A FRACASSOMANIA
Disse Millôr Fernandes, o saudoso humorista, que o Brasil é condenado à esperança. Tudo sempre quase dando certo, tudo quase sempre morrendo na praia. Admirável, é o espírito do seu povo: não se importa do padecer de Sísifo, pois recomeça com alegria. Vai levando.
É nele que o economista Albert Otto Hirschman destila o conceito de fracassomania: toda vez que muda um governo os intelectuais brasileiros consideram que está tudo errado e é preciso começar tudo de novo.

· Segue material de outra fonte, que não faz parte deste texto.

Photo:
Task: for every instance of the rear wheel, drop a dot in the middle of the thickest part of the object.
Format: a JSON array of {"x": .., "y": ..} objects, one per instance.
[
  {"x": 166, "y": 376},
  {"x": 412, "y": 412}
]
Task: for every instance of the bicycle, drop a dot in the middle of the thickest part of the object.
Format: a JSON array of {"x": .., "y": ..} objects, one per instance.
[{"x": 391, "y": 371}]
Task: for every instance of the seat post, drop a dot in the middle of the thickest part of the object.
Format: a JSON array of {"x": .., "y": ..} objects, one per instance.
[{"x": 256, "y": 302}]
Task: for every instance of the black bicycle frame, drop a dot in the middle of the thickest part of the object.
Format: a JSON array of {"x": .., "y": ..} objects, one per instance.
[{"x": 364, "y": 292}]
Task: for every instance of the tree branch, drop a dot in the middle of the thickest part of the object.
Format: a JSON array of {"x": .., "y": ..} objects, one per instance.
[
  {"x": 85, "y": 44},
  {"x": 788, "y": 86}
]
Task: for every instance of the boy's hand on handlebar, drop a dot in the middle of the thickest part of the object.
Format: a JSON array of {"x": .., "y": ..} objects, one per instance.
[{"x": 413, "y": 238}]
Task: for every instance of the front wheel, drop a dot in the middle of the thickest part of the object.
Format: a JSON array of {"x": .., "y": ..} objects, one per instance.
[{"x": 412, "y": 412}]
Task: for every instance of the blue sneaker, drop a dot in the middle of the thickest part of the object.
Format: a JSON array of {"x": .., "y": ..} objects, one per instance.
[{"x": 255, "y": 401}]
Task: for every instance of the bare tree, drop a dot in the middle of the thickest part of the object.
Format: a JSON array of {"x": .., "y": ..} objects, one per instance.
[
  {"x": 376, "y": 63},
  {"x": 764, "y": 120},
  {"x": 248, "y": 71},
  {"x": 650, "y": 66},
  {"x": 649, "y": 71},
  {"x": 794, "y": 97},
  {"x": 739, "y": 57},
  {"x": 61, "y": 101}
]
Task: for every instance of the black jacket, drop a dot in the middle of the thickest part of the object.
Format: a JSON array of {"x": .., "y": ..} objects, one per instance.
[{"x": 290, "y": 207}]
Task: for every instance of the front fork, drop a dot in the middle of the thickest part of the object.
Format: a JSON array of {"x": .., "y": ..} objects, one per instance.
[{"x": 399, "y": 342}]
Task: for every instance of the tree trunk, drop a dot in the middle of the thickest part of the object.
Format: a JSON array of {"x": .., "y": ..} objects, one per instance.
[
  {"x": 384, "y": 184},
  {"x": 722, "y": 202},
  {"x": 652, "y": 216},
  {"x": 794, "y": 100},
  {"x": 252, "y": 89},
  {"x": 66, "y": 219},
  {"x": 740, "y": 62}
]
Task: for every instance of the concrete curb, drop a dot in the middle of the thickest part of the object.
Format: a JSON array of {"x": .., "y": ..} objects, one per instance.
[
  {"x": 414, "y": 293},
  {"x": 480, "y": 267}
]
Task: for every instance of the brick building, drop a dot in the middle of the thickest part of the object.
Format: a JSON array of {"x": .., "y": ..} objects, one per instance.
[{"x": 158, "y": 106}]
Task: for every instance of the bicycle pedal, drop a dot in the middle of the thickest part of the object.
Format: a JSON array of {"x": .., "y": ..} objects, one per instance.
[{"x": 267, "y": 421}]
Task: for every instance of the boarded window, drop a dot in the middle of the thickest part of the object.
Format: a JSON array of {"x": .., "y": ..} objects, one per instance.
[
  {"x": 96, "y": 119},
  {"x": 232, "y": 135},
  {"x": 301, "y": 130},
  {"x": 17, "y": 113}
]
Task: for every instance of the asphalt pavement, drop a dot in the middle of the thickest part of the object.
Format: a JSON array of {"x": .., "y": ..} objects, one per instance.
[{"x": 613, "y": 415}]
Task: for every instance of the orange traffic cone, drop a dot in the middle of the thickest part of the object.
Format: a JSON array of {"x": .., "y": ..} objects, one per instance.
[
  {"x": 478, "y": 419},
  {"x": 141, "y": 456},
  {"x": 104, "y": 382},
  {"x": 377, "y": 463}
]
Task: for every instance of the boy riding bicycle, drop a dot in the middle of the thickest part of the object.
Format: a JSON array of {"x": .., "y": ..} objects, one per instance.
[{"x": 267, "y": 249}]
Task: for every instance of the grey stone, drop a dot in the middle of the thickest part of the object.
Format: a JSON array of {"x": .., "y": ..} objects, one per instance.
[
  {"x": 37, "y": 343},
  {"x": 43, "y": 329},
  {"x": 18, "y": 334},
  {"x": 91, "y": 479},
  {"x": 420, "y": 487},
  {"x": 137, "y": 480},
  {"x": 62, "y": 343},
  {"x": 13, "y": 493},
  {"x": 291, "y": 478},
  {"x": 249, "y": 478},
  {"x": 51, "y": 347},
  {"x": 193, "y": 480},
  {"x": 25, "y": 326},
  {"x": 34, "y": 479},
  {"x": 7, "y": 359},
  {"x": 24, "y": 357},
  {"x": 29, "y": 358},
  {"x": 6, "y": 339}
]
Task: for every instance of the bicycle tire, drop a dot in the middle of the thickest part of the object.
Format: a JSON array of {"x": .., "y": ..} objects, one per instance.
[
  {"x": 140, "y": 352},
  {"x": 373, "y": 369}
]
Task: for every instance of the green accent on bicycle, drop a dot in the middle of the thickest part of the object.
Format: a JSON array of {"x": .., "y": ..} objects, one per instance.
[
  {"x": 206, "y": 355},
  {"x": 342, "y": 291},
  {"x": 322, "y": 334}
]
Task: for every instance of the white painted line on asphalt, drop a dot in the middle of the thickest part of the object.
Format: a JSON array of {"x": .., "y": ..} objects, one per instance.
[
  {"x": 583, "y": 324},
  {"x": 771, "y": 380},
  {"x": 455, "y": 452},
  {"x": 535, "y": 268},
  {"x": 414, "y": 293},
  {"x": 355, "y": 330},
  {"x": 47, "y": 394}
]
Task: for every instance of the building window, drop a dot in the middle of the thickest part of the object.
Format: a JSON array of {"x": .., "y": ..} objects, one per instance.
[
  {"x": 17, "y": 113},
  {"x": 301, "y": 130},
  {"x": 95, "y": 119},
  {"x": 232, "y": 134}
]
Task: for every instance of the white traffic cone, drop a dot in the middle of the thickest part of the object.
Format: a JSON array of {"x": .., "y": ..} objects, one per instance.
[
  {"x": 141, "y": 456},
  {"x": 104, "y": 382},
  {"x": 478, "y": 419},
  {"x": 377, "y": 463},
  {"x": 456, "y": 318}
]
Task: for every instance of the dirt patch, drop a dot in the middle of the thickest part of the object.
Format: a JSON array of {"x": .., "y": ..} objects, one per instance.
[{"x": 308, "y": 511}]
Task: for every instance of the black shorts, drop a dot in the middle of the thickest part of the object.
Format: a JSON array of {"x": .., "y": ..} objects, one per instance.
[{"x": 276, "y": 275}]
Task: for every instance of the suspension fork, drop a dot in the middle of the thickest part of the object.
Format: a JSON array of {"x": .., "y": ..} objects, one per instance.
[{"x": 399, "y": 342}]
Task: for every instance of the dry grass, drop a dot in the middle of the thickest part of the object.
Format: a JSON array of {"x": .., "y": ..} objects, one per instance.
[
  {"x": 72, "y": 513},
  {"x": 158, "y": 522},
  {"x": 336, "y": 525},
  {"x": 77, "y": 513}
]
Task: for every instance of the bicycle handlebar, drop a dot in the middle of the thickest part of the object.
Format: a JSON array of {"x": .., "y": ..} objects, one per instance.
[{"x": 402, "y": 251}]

Erro, viés, cegueira seletiva? A mesma enfermidade a encontraremos noutras geografias – mais do que a vontade de aprender com erros passados, sobrevém a vontade de fazer vencer um ponto de vista original. A fracassomania também se explica pelo princípio do finalmente eu, do jeito que quero.
Há certamente nisto uma tendência humana, de essência genética, quem sabe – ou não se explica bem como as pessoas ficam satisfeitas e aceitam, como lógica, a consequência do fazer tábua rasa. Há talvez uma libertação do sufoco, uma ânsia de respirar um outro ar. Mas nós somos mais do que instintos, não poderíamos usar um pouquinho de razão a temperar?
Desejando ventura ao Brasil, também nós aqui na casa portuguesa estamos confrontados com momentos de crise e de mudança. Em política de ciência, mudando o que é preciso mudar, o que é imperioso mudar, será que vamos poder incorporar, nas decisões do futuro, aprendizagens do passado?
Ou cairemos também agora, inexoravelmente contaminados pelos comportamentos automáticos, na armadilha da fracassomania, a zerar tudo de novo?
Não há virtude em vícios alheios, ou nos nossos antigos.